On January 10, 2019, Advocate General Szpunar of the Court of Justice of the European Union (CJEU) released his opinion regarding a 2016 enforcement action carried out by the French Supervisory Authority (CNIL) against Google. In that case, the CNIL ordered Google to de-reference links to webpages containing personal data. According to the CNIL, the de-referencing had to be effective worldwide. Google challenged the CNIL’s decision before the French administrative court, which then referred this matter to the CJEU.
In his opinion, Advocate General Szpunar disagrees with the CNIL’s view on a worldwide application of the “right to be forgotten.” According to Szpunar, the EU Charter’s right to data protection must be balanced against other Charter rights, such as the right of access to information. These rights must be applied with a territorial link to the EU, and cannot be broadly interpreted to apply across the whole world. To that end, Spuznar emphasizes that EU regulators cannot reasonably be expected to make this balancing test for the entire world. Moreover, a worldwide application of the de-referencing obligation would send a “fatal signal” to third countries eager to limit access to information. It could lead to a race to the bottom at the expense of freedom of information in the EU and worldwide. This does not mean that EU data protection law can never have an extra-territorial dimension, but not in this case.

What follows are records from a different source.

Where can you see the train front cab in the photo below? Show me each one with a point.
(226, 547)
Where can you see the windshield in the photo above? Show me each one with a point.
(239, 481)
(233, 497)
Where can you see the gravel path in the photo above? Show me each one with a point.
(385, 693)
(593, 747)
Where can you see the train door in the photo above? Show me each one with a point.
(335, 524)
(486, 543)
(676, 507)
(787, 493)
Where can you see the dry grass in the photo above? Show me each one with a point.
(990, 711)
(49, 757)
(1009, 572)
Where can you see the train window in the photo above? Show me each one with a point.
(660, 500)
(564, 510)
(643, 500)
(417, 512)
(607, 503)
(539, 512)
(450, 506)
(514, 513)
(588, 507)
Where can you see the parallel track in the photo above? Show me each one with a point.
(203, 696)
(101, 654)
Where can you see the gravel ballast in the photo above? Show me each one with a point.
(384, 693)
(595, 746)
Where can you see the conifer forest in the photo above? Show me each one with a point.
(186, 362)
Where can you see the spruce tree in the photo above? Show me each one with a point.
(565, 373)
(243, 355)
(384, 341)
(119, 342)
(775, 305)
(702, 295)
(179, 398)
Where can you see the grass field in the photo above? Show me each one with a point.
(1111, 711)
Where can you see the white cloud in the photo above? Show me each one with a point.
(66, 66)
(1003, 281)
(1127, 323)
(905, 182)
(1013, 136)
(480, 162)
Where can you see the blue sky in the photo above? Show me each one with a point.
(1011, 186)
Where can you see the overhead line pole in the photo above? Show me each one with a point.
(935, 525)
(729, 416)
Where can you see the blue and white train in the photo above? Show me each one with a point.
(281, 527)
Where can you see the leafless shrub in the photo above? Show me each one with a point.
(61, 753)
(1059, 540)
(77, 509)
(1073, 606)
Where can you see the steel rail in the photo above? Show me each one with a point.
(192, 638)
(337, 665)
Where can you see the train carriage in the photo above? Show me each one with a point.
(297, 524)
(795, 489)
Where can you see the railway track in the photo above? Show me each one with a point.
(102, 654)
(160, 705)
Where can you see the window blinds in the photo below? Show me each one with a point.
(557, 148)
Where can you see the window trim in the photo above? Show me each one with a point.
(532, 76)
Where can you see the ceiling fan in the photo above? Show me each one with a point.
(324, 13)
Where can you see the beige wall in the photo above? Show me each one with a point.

While a worldwide obligation to de-reference is not desirable, Szpunar does believe that Google should be required to make every effort to de-reference the relevant links across the EU (and not just in France). This includes by means of “geo-blocking”, irrespective of the search engine domain used – i.e., a user of Google.com, Google.fr or Google.de should not see the relevant links if it can be established that the user is in the EU (for example, on the basis of the user’s IP address).
The opinion of the Advocate General will now be considered by the CJEU, who is expected to render a decision in a couple of months. The CJEU often follows the general analysis of the Advocate General.